At my work place, the Gear department of the WZL of the RWTH Aachen , I successfully advertised the usage of HDF5 as storage container for numerical data as a replacement for massive ASCII text file which are read/written with custom parsers/emitters that have to be developed and more importantly maintained.
I told people to think of HDF5 as XML for numerical data. It makes time consuming and error prone parser and emitter development obsolete. This is especially important for us since data is exchanged between Fortran and Java programs. Hence for a given ASCII file there are two implementations of each emitter and parser, which makes $(1+2)*2 = 6$ (for each of the 2 emitters there are the emitter itself and 2 parsers involved) combinations of entities that can go wrong. This is just the production code, as we also use some C++ to create plugins for proprietary applications, Matlab for algorithm RAD and debugging, python for data visualization with Mayavi2 where Matlab doesn’t fit the needs. That makes $(1+5)*5 = 30$ . If there are N ASCII formats to exchange data that makes $30*N$ ways to screw up just for exchanging data.

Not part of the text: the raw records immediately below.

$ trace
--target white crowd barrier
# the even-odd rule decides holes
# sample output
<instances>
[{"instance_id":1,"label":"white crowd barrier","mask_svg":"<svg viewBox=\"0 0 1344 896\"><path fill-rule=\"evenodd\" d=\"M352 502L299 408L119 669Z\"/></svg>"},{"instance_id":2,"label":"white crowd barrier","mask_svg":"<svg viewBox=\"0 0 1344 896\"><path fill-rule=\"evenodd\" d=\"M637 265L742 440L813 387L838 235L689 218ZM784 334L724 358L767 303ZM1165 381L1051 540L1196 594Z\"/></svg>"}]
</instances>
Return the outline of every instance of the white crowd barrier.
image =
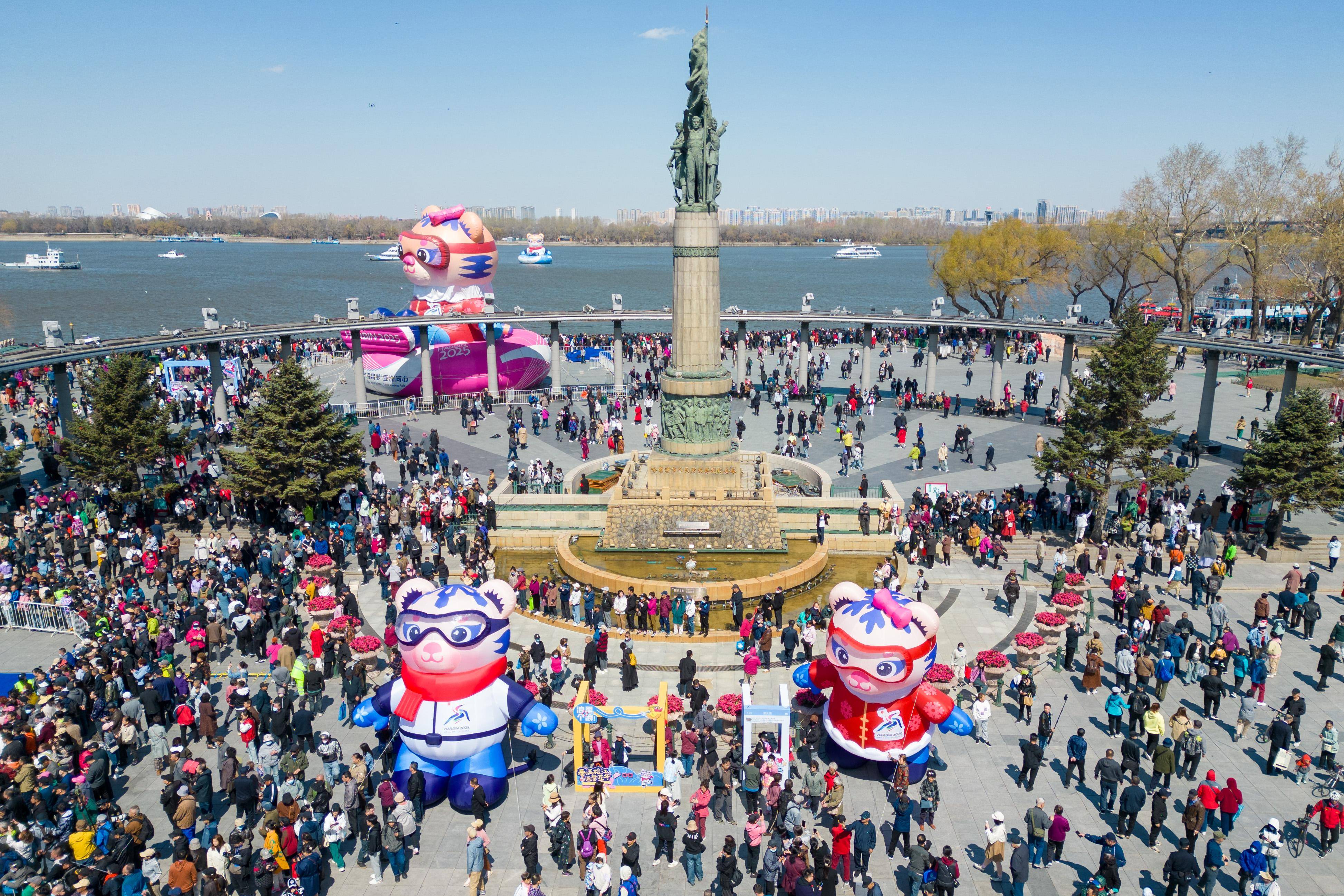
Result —
<instances>
[{"instance_id":1,"label":"white crowd barrier","mask_svg":"<svg viewBox=\"0 0 1344 896\"><path fill-rule=\"evenodd\" d=\"M83 635L89 623L69 607L52 603L0 603L0 627L30 629L32 631L71 631Z\"/></svg>"}]
</instances>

With HDF5 parsing and emitting is taken care of. Matlab supports HDF5 (though only a subset) natively, for python there is h5py.
The downside is that HDF5 adds complexity to the build process, since its not just Fortran code that needs to be built. But this works out pretty well since I’ve also put a lot of effort into the fortran90 support in CMake and successfully advertised the use of it for our Fortran builds. But thats a story for another posting ^^.